The 24th Africa Union Summit will be held in the capital of Ethiopia, Addis Ababa, from 30 to 31 January 2015 with all African Heads of Government expected to be in attendance.
One of the main themes of the Summit, “The Development Towards Africa’s Agenda 2063” focuses on preparing Africa for its future, building upon the progress now underway and effectively learning lessons from the past. A polio-free Africa is one of the best legacies that the people of Africa, its leaders, and the African Union can pass on to the next generation.
In Nigeria, tremendous progress was achieved at the end of December 2014 with 87% reduction of the Wild Polio Virus Type 1 (WPV1) burden and 78% reduction in geographic spread of the virus. Wild Polio Virus Type 3 (WPV3) has not been reported in Nigeria for 23 months. The genetic clusters circulating in Nigeria have also declined from 8 in 2013 to 1 in 2014 representing an 88% reduction. This feat has been achieved as a result of over two year’s meticulous improvement in the programme with award winning innovations.

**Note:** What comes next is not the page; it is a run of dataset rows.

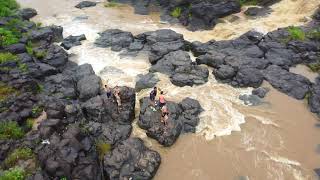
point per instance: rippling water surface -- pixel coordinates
(277, 140)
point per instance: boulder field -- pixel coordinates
(242, 62)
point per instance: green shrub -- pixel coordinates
(248, 2)
(102, 148)
(296, 33)
(7, 57)
(176, 12)
(314, 34)
(16, 155)
(13, 174)
(315, 67)
(7, 37)
(40, 54)
(5, 91)
(29, 124)
(10, 130)
(36, 111)
(7, 7)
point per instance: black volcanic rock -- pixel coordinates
(72, 41)
(183, 118)
(131, 159)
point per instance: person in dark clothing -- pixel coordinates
(153, 94)
(108, 90)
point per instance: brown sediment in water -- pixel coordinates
(280, 146)
(279, 138)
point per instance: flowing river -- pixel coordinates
(276, 140)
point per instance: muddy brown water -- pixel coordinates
(277, 140)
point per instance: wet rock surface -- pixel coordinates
(131, 159)
(72, 41)
(183, 118)
(80, 117)
(85, 4)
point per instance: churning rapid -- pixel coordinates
(276, 140)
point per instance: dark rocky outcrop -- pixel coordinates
(27, 13)
(85, 4)
(291, 84)
(130, 159)
(183, 118)
(72, 41)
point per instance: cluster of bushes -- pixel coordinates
(8, 7)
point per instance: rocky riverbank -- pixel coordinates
(84, 135)
(242, 62)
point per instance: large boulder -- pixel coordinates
(289, 83)
(183, 117)
(131, 159)
(89, 87)
(27, 13)
(56, 56)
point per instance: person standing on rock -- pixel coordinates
(164, 114)
(153, 94)
(162, 100)
(117, 95)
(108, 90)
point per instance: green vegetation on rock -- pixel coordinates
(16, 155)
(248, 2)
(5, 91)
(13, 174)
(296, 33)
(7, 37)
(10, 130)
(7, 7)
(176, 12)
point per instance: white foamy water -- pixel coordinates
(264, 143)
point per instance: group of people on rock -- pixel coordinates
(162, 104)
(115, 92)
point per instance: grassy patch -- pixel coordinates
(102, 149)
(13, 174)
(248, 2)
(40, 54)
(7, 7)
(314, 34)
(315, 67)
(7, 37)
(36, 111)
(16, 155)
(176, 12)
(10, 130)
(296, 33)
(7, 57)
(5, 91)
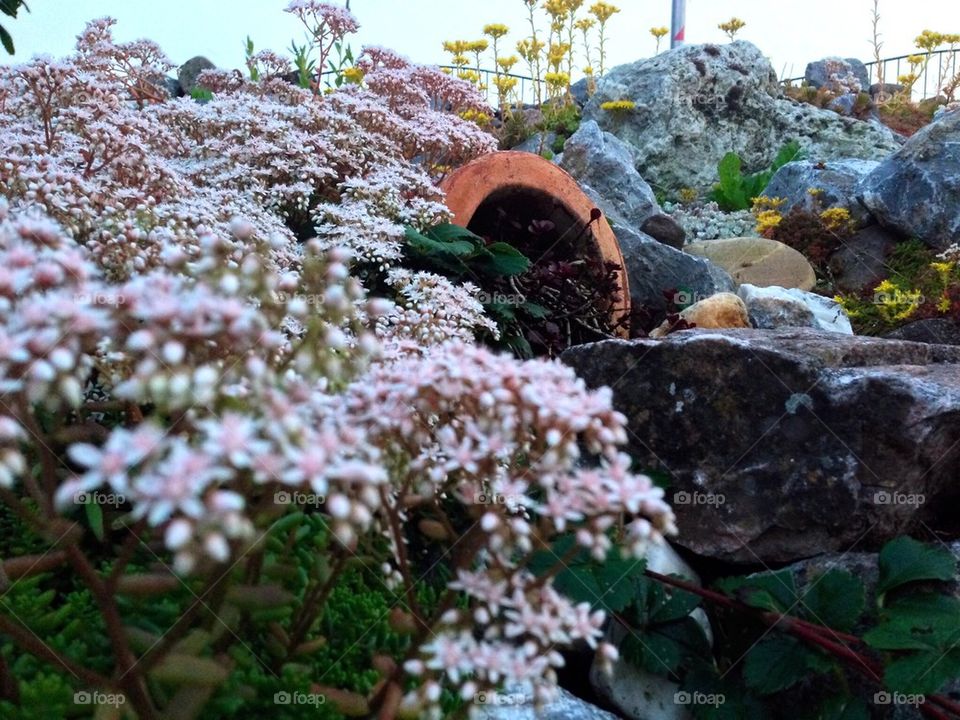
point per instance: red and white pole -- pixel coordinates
(679, 24)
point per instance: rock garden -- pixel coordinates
(337, 386)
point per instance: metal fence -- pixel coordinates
(941, 66)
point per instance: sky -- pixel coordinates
(790, 32)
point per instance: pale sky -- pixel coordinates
(790, 32)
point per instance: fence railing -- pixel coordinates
(940, 67)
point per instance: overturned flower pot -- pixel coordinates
(506, 195)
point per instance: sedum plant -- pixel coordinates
(195, 388)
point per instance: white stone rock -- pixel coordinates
(774, 307)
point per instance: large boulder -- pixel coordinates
(696, 103)
(509, 705)
(758, 261)
(916, 190)
(770, 308)
(190, 71)
(835, 73)
(780, 442)
(604, 166)
(836, 184)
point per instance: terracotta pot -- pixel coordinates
(528, 178)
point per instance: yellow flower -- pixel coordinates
(616, 106)
(557, 80)
(835, 218)
(495, 30)
(504, 84)
(455, 47)
(603, 11)
(353, 75)
(732, 26)
(477, 45)
(929, 40)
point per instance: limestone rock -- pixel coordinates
(600, 162)
(190, 72)
(665, 229)
(795, 430)
(916, 191)
(862, 261)
(723, 310)
(758, 261)
(696, 103)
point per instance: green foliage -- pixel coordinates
(736, 191)
(10, 8)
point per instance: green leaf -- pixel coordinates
(834, 599)
(928, 621)
(94, 515)
(779, 662)
(6, 40)
(922, 673)
(905, 560)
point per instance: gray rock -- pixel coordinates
(515, 706)
(604, 164)
(916, 191)
(775, 307)
(172, 86)
(665, 229)
(696, 103)
(937, 331)
(882, 93)
(784, 437)
(653, 267)
(843, 104)
(190, 71)
(533, 143)
(827, 72)
(862, 261)
(839, 181)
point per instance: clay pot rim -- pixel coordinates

Since the World Health Assembly at its sixty-fifth session of May 2012 declared Polio eradication as a public health emergency of global significance, Nigeria continues to respond with an equal degree of urgency to stop the transmission by the end of 2014 by churning out streams of innovations and approaches to reach persistently missed children.

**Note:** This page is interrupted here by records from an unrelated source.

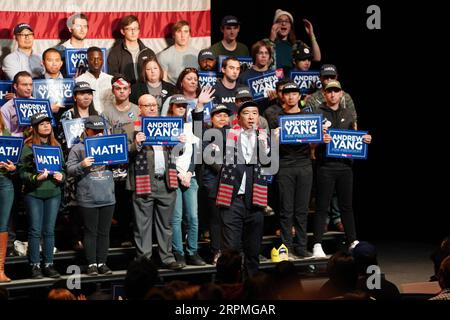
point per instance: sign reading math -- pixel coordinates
(112, 149)
(207, 78)
(56, 90)
(304, 128)
(25, 108)
(77, 58)
(73, 130)
(5, 87)
(260, 85)
(10, 149)
(307, 81)
(162, 130)
(47, 157)
(347, 144)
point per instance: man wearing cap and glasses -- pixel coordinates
(24, 58)
(229, 46)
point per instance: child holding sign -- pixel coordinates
(42, 197)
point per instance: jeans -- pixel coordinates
(187, 201)
(42, 215)
(6, 201)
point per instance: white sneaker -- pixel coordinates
(318, 251)
(353, 245)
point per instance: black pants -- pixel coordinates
(329, 178)
(97, 223)
(294, 190)
(243, 228)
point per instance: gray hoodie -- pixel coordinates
(95, 185)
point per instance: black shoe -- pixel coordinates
(180, 259)
(36, 272)
(50, 272)
(174, 265)
(92, 270)
(104, 269)
(195, 260)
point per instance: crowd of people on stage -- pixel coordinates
(165, 193)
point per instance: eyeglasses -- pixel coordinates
(151, 105)
(25, 35)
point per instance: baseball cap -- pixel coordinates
(178, 99)
(95, 123)
(290, 87)
(205, 54)
(39, 117)
(82, 86)
(243, 92)
(328, 70)
(333, 84)
(247, 104)
(220, 108)
(230, 21)
(22, 26)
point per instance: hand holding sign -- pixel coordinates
(8, 165)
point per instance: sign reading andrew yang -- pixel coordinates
(112, 149)
(303, 128)
(207, 78)
(10, 149)
(5, 88)
(162, 130)
(73, 130)
(347, 144)
(25, 108)
(307, 81)
(260, 85)
(77, 58)
(47, 157)
(56, 90)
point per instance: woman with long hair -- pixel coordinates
(151, 82)
(42, 197)
(7, 168)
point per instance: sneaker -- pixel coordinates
(195, 260)
(353, 245)
(92, 270)
(180, 259)
(50, 272)
(318, 251)
(104, 269)
(36, 272)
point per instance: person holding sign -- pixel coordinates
(42, 196)
(95, 197)
(23, 86)
(152, 177)
(334, 172)
(294, 180)
(7, 168)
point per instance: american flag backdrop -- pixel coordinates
(48, 19)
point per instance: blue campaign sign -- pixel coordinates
(47, 157)
(25, 108)
(243, 60)
(162, 130)
(303, 128)
(73, 130)
(260, 85)
(307, 81)
(78, 58)
(207, 78)
(10, 148)
(55, 90)
(5, 87)
(347, 144)
(112, 149)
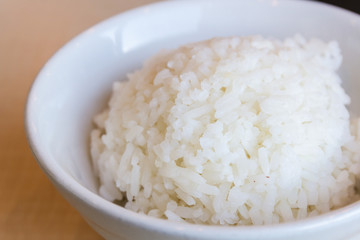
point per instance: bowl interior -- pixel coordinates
(75, 84)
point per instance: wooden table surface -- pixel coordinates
(30, 32)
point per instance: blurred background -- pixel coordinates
(30, 32)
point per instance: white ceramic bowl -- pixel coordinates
(75, 85)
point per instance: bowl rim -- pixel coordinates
(65, 182)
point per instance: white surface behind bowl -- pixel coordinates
(75, 85)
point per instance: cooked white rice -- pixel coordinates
(233, 131)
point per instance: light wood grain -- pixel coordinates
(30, 32)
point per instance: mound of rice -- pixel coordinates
(233, 131)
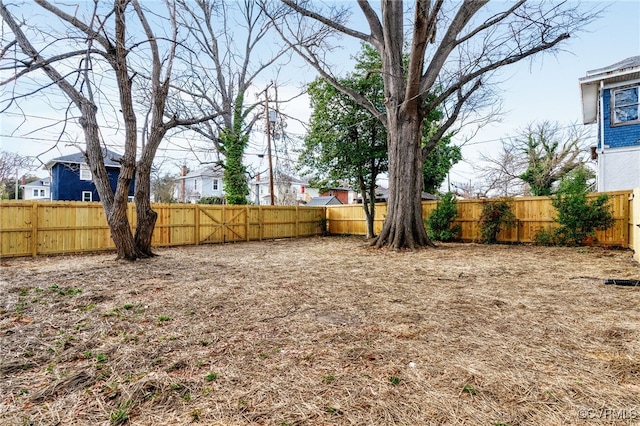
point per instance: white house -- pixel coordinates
(610, 98)
(287, 190)
(205, 182)
(37, 190)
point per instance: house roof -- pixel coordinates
(78, 158)
(41, 182)
(383, 193)
(327, 200)
(212, 171)
(281, 177)
(625, 70)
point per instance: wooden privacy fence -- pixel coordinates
(533, 215)
(30, 228)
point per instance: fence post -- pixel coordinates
(196, 221)
(246, 223)
(34, 228)
(260, 222)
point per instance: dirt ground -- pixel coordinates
(322, 331)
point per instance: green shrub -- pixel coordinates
(440, 221)
(544, 237)
(495, 214)
(578, 217)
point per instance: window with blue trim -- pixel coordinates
(625, 105)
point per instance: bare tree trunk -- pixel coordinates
(368, 205)
(404, 226)
(146, 216)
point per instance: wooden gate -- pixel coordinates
(221, 225)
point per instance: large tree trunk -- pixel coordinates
(146, 216)
(368, 205)
(404, 226)
(115, 205)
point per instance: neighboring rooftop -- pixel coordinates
(620, 72)
(327, 200)
(631, 62)
(78, 158)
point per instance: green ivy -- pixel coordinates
(495, 215)
(578, 217)
(440, 220)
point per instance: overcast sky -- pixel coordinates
(548, 89)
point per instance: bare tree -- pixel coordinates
(532, 162)
(10, 165)
(98, 43)
(231, 45)
(453, 50)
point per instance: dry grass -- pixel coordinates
(322, 331)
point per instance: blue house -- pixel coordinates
(610, 98)
(71, 179)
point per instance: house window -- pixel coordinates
(625, 105)
(85, 173)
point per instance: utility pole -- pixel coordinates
(266, 93)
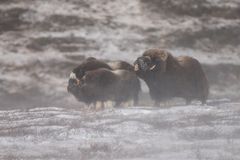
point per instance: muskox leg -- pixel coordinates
(135, 101)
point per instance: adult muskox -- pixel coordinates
(168, 76)
(103, 85)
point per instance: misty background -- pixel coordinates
(41, 41)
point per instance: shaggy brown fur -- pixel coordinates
(168, 76)
(120, 65)
(89, 64)
(103, 84)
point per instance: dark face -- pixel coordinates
(79, 72)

It may be recalled that Nigeria, one of the countries that has never interrupted the transmission of indigenous Polio Virus experienced a huge resurgence of polio cases in 2004 after the cessation of polio campaigns in some states in the Northern part of the country due to religious misconceptions that the Oral Polio Vaccine (OPV) could contain anti-fertility drugs and Human Immune-deficiency Virus (HIV).

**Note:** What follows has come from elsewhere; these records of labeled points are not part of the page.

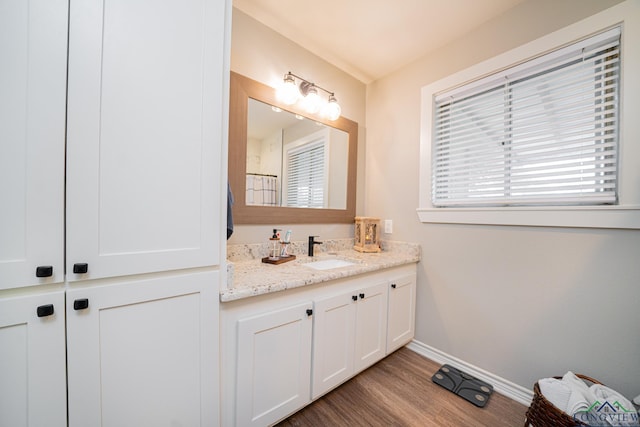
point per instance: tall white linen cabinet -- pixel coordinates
(113, 144)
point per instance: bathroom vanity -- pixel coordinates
(295, 331)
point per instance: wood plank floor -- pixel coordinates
(398, 391)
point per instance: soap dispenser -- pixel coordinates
(277, 249)
(274, 245)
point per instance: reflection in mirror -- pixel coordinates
(321, 191)
(293, 161)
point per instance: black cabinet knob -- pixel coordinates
(45, 310)
(81, 304)
(44, 271)
(80, 268)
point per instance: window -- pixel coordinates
(305, 171)
(544, 132)
(600, 185)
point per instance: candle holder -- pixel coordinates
(367, 234)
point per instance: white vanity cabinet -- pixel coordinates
(139, 167)
(145, 121)
(282, 350)
(274, 364)
(33, 78)
(143, 352)
(402, 311)
(32, 360)
(350, 332)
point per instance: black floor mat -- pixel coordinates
(463, 384)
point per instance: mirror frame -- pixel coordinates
(241, 89)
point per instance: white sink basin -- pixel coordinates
(329, 264)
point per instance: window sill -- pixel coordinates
(627, 217)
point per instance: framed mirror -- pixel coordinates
(286, 166)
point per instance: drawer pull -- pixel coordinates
(45, 310)
(80, 268)
(81, 304)
(44, 271)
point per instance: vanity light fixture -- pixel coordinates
(307, 93)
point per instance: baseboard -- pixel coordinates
(500, 385)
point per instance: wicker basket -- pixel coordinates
(543, 413)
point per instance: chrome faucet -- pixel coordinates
(312, 242)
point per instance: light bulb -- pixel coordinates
(288, 92)
(332, 109)
(312, 100)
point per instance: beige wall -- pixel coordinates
(520, 302)
(263, 55)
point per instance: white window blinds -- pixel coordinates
(544, 132)
(305, 172)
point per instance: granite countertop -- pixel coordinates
(248, 276)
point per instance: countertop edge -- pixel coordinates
(310, 278)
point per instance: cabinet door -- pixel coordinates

Following a 10-year battle with resurgence of the paralysing disease, only 6 confirmed WPV1 in 2 states were recorded in 2014 compared to 50 cases in 9 states for the same period in 2013, with the date of onset of the latest WPV case occurring on 24th July, 2014, which means that the country has not recorded any new case in 6 months.
Therefore, the 24th African Union Summit provides a unique and historic opportunity for the leaders of Africa, under the Chairmanship of Mauritania, to express their strong commitment to deliver a polio-free continent for children of all future generations and encourage the last remaining countries and their leaders to redouble their efforts in the final stages of this long battle to consign Polio to the history books.